Today it is a place of regular Christian worship, quiet contemplation, musical excellence, and a hub of community activity.
The Minster is an architecturally outstanding, Grade 1 listed, building that speaks of permanence and hope and is by far the most prominent building in the town centre, where it has become adopted as an icon.
As well as a significant physical structure, the church hopes to continue on the path to becoming a major community and cultural facility and, in partnership with St Paul's Masbrough, contribute to the ongoing regeneration of the town centre.
To do this the team are committed to bringing people together, not only in acts of worship but also as a community who are passionate about seeing the town thrive through positive change and acts of love.
Thanks to funding from the Strategic Development Fund (SDF) we, along with St John in Goole, have been tasked with the role of becoming a “resourcing church”; one that "intentionally resources mission across an area by planting and revitalising other churches, developing leaders and providing other resources for mission”.
All are welcome to join us for any of our community activities or acts of worship, please visit our worship and events pages for more information.
Completed in 1902, St Paul's Masbrough has served the community of Masbrough and Kimberworth for nearly 120 years.
The church was constructed to serve an expanding population of the early 1900s and act as a daughter church to St. Thomas’ Church Kimberworth.
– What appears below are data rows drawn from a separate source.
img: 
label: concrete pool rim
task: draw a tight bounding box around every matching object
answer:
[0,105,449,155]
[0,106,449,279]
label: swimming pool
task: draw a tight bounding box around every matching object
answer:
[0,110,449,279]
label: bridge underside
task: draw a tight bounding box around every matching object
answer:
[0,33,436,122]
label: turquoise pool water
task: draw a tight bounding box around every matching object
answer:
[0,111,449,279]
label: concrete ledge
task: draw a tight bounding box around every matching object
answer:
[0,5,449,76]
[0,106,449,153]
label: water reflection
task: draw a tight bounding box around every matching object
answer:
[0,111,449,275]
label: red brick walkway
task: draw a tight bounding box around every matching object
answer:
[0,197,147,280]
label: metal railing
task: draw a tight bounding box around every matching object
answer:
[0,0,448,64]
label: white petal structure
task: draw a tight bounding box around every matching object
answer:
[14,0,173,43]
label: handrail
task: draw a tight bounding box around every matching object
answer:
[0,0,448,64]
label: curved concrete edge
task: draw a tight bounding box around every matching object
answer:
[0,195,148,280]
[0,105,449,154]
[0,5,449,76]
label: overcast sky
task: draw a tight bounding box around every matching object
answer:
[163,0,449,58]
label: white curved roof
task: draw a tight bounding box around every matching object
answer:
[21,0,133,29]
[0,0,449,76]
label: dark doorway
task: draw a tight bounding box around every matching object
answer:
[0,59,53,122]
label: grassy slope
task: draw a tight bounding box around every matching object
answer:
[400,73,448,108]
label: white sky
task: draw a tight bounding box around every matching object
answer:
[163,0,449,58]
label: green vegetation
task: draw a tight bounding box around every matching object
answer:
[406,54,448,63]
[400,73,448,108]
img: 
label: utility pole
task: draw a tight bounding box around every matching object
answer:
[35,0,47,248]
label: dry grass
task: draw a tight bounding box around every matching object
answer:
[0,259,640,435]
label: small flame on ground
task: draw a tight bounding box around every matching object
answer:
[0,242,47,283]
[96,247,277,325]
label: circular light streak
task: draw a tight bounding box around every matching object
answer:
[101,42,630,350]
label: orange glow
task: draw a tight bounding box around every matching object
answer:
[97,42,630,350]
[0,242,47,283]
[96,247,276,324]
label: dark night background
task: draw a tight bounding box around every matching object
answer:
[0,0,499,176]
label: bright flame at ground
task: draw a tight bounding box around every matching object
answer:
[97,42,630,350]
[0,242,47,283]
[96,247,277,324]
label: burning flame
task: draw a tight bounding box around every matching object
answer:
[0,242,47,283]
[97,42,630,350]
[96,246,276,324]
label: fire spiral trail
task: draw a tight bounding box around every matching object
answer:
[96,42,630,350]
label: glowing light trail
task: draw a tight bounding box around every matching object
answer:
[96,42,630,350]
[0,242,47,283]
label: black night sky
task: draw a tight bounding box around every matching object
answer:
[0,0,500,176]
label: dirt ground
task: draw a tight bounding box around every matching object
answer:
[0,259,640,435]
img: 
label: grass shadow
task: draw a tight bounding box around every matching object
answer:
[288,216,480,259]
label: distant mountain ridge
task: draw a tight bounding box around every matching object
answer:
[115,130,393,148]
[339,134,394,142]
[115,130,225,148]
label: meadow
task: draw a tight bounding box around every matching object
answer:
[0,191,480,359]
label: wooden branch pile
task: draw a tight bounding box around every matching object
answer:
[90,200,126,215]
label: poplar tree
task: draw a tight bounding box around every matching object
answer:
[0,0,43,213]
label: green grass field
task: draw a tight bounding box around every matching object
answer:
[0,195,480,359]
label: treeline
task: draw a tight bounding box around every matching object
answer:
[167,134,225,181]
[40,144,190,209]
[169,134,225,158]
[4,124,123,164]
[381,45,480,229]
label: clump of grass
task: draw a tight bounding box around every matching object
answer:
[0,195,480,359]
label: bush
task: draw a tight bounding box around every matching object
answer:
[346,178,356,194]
Buildings and land have changed since construction and between the 1960s and 1980s, St. Paul’s Church merged with three other different churches and adopted a high church churchmanship.
In the 1990s, the church underwent the largest re-ordering in its history, including the removal of many pews towards the back on the church and the addition of a narthex and kitchen. Above the narthex, an upstairs hall was added and the South Aisle extension had its pews removed and was converted into three separate rooms which now are
used as a vestry, office and porch space.
The chancel too has seen much change. Some of this change included the construction of the church’s pipe organ case and the addition of a chancel screen which came from a bombed church during the Second World War. The choir stalls were removed in the 1980s but reinstated in 2017.
Now St Paul's serves the community by proving space for community meals, messy church, regular fetes and fundraising activities and as a food distribution hub during the COVID-19 lockdown period.